🤖 AI Summary
Pretrained dense models upgraded to Mixture-of-Experts (MoE) architectures often suffer from insufficient expert specialization and low-confidence, poorly discriminative routing—largely due to naive weight replication. To address this, we propose the Dirichlet-Prior Shaping Loss (DPSL), which explicitly regularizes routing probabilities via a Dirichlet prior to jointly optimize expert load balancing and task- or modality-specific specialization—without altering model architecture.

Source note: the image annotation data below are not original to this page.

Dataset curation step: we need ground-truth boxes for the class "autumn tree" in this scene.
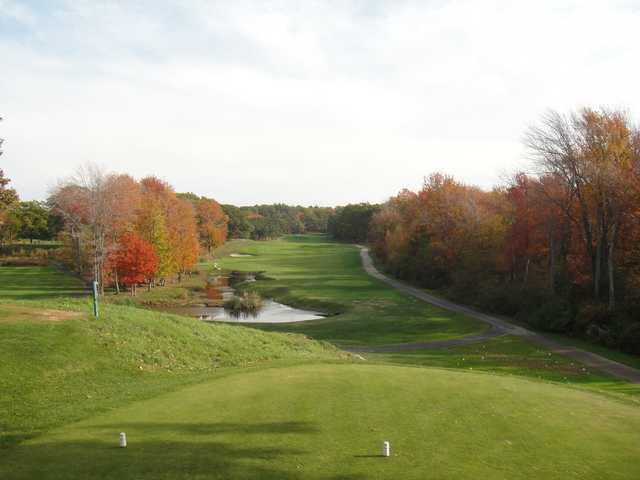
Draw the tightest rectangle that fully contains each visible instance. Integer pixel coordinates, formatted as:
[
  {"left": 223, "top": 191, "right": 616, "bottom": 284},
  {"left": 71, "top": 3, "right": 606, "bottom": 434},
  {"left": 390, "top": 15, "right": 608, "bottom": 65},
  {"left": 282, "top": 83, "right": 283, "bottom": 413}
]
[
  {"left": 0, "top": 168, "right": 18, "bottom": 243},
  {"left": 169, "top": 198, "right": 200, "bottom": 281},
  {"left": 196, "top": 198, "right": 229, "bottom": 254},
  {"left": 114, "top": 232, "right": 158, "bottom": 295},
  {"left": 526, "top": 109, "right": 637, "bottom": 310}
]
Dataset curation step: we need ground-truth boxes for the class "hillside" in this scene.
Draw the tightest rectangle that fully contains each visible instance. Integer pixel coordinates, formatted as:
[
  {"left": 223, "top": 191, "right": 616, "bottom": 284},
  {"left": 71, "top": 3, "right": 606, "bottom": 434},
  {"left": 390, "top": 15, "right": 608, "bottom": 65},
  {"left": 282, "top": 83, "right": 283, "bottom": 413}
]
[{"left": 0, "top": 299, "right": 343, "bottom": 445}]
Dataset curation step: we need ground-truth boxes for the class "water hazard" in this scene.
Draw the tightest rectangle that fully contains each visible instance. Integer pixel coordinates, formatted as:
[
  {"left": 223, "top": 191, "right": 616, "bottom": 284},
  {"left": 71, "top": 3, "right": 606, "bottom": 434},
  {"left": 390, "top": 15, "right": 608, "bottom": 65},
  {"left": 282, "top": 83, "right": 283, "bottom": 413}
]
[{"left": 162, "top": 274, "right": 324, "bottom": 323}]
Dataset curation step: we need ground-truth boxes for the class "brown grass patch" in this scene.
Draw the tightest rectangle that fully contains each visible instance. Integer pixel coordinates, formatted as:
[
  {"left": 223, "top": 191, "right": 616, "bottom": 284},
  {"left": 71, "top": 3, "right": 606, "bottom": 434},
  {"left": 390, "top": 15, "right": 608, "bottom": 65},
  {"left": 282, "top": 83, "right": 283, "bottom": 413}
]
[{"left": 0, "top": 305, "right": 82, "bottom": 323}]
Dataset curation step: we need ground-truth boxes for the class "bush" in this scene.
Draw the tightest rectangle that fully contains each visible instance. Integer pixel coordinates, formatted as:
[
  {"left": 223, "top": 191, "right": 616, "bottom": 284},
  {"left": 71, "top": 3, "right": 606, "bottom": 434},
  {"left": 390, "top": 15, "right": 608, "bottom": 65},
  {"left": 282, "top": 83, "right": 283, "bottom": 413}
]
[
  {"left": 523, "top": 297, "right": 574, "bottom": 332},
  {"left": 619, "top": 322, "right": 640, "bottom": 355}
]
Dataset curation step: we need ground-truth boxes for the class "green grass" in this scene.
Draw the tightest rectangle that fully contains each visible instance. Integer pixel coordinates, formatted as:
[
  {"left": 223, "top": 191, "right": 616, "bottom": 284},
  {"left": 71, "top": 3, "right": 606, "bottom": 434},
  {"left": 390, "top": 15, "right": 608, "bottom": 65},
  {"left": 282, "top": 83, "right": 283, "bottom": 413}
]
[
  {"left": 0, "top": 266, "right": 88, "bottom": 300},
  {"left": 210, "top": 235, "right": 486, "bottom": 346},
  {"left": 0, "top": 364, "right": 640, "bottom": 480},
  {"left": 0, "top": 300, "right": 340, "bottom": 448},
  {"left": 365, "top": 336, "right": 640, "bottom": 398}
]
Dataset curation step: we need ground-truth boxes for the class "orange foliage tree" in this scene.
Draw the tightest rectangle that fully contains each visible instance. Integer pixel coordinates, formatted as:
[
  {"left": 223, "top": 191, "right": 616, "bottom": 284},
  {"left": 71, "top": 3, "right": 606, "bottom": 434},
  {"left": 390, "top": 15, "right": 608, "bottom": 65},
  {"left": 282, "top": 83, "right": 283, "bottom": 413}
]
[{"left": 114, "top": 232, "right": 158, "bottom": 295}]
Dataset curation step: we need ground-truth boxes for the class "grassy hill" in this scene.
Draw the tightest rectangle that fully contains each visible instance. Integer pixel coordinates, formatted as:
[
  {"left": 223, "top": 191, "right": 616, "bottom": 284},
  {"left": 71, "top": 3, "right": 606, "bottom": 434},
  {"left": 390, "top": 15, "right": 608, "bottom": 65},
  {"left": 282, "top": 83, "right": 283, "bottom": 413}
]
[
  {"left": 0, "top": 299, "right": 341, "bottom": 444},
  {"left": 5, "top": 364, "right": 640, "bottom": 480}
]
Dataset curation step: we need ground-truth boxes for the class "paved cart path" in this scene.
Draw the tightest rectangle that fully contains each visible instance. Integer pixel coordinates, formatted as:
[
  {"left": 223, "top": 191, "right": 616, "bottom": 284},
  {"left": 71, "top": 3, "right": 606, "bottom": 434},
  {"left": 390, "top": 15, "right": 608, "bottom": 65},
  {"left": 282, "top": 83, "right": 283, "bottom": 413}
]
[{"left": 346, "top": 247, "right": 640, "bottom": 383}]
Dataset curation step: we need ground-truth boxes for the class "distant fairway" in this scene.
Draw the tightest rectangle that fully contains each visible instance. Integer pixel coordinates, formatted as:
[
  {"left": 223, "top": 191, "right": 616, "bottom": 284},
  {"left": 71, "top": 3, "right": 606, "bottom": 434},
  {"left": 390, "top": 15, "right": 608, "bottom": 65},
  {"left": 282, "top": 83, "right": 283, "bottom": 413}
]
[
  {"left": 0, "top": 236, "right": 640, "bottom": 480},
  {"left": 0, "top": 364, "right": 640, "bottom": 480},
  {"left": 212, "top": 235, "right": 487, "bottom": 346},
  {"left": 0, "top": 266, "right": 88, "bottom": 300}
]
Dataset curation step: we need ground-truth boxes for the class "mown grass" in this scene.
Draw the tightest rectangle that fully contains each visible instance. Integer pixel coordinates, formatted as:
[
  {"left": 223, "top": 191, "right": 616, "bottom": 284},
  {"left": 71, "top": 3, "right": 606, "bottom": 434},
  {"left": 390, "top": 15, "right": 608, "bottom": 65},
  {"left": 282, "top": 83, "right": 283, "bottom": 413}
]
[
  {"left": 0, "top": 300, "right": 341, "bottom": 445},
  {"left": 0, "top": 364, "right": 640, "bottom": 480},
  {"left": 0, "top": 266, "right": 89, "bottom": 300},
  {"left": 210, "top": 235, "right": 486, "bottom": 346}
]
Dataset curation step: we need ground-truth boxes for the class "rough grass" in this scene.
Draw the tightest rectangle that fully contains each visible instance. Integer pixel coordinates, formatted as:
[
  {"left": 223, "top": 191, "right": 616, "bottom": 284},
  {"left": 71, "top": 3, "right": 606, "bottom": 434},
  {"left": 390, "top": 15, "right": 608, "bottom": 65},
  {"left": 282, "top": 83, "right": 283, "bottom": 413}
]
[
  {"left": 0, "top": 300, "right": 343, "bottom": 448},
  {"left": 210, "top": 235, "right": 486, "bottom": 346},
  {"left": 0, "top": 266, "right": 88, "bottom": 300},
  {"left": 0, "top": 365, "right": 640, "bottom": 480}
]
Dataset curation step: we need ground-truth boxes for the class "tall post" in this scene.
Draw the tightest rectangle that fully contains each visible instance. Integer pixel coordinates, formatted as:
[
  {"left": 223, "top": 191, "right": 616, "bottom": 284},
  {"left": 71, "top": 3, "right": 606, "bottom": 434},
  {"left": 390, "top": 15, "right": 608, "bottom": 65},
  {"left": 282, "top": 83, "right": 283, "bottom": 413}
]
[{"left": 93, "top": 280, "right": 98, "bottom": 318}]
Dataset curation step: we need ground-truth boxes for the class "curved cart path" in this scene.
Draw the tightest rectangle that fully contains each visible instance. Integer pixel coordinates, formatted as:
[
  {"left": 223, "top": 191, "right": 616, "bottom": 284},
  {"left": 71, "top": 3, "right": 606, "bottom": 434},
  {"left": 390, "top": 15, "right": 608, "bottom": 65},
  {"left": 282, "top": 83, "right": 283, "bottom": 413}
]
[{"left": 345, "top": 247, "right": 640, "bottom": 383}]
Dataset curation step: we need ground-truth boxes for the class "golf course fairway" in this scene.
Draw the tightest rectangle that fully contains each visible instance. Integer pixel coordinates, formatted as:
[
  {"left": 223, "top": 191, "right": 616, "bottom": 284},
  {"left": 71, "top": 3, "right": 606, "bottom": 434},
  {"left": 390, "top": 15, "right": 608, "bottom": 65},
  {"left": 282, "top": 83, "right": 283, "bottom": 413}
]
[{"left": 0, "top": 362, "right": 640, "bottom": 479}]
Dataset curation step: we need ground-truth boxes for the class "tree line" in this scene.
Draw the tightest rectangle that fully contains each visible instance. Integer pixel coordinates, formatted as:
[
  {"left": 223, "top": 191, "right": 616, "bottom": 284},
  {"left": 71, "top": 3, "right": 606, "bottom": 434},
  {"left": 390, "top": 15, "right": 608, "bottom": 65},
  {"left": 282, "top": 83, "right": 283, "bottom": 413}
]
[
  {"left": 222, "top": 204, "right": 334, "bottom": 240},
  {"left": 330, "top": 108, "right": 640, "bottom": 353},
  {"left": 0, "top": 165, "right": 333, "bottom": 293}
]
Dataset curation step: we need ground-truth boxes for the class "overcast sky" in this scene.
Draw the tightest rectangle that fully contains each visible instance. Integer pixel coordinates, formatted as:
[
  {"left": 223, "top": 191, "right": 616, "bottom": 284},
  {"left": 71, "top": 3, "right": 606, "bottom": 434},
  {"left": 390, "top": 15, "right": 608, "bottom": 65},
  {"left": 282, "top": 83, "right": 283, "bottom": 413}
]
[{"left": 0, "top": 0, "right": 640, "bottom": 205}]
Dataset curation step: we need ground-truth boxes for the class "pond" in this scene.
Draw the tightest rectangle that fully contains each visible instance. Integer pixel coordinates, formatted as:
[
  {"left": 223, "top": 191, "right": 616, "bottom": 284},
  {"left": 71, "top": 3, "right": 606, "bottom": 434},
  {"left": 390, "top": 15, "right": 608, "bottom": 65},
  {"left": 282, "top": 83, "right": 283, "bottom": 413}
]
[
  {"left": 157, "top": 300, "right": 324, "bottom": 323},
  {"left": 159, "top": 272, "right": 324, "bottom": 323}
]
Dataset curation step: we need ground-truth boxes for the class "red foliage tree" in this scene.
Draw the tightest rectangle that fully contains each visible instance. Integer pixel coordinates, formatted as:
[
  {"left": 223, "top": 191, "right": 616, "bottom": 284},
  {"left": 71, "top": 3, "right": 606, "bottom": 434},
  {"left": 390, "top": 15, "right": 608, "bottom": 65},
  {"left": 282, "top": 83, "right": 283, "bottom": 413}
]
[{"left": 115, "top": 232, "right": 158, "bottom": 295}]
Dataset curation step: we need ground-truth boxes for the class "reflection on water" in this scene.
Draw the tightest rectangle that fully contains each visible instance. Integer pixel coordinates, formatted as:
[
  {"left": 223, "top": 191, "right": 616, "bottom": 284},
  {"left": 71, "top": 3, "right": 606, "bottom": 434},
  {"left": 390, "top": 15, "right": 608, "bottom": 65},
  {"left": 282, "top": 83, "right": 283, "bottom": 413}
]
[
  {"left": 163, "top": 300, "right": 324, "bottom": 323},
  {"left": 159, "top": 272, "right": 324, "bottom": 323},
  {"left": 204, "top": 276, "right": 233, "bottom": 303}
]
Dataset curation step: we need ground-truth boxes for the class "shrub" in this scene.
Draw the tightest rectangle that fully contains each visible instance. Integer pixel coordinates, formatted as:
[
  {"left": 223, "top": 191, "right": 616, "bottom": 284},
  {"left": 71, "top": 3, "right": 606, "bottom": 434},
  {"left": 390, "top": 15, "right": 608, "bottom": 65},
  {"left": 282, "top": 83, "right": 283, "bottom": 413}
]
[
  {"left": 619, "top": 322, "right": 640, "bottom": 355},
  {"left": 524, "top": 297, "right": 574, "bottom": 332}
]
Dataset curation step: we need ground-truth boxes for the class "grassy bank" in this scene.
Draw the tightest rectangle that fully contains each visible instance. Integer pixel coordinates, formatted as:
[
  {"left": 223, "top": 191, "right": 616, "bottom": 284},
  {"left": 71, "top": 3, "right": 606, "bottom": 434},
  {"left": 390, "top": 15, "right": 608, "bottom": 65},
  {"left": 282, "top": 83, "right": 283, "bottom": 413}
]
[
  {"left": 0, "top": 300, "right": 341, "bottom": 445},
  {"left": 0, "top": 266, "right": 88, "bottom": 300}
]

Evaluated on Qwen2, Phi3, and Llama3.2 backbones, DPSL achieves state-of-the-art performance on vision-language multimodal benchmarks (e.g., VQAv2, OK-VQA, NLVR2), outperforming existing upcycling and regularization methods. It improves expert differentiation by 23.6% and yields an average accuracy gain of 4.1% across benchmarks.
📝 Abstract
Upcycling pre-trained dense models into sparse Mixture-of-Experts (MoEs) efficiently increases model capacity but often suffers from poor expert specialization due to naive weight replication. Our analysis reveals that upcycled MoEs, even with conventional regularization, exhibit low-confidence, weakly differentiated routing, hindering performance. We introduce Dirichlet-Prior Shaping Loss (DPSL), a novel router regularization technique that directly shapes routing probability distributions by matching expert assignments to a target Dirichlet prior. DPSL offers fine-grained control over expert balance and specialization, and enables encoding of inductive biases such as encouraging experts to focus on specific modalities or tasks, without requiring manual intervention; notably, DPSL is a general tool applicable to any module that outputs categorical probability distributions, extending its utility beyond MoE training. Experiments on upcycled MoE vision-language models (with Qwen2, Phi3, Llama3.2 LLM backbones) show DPSL consistently outperforms upcycling strategies and regularization techniques across standard vision-language benchmarks, addressing the critical issue of poor specialization and fostering more adaptive, higher-performing models.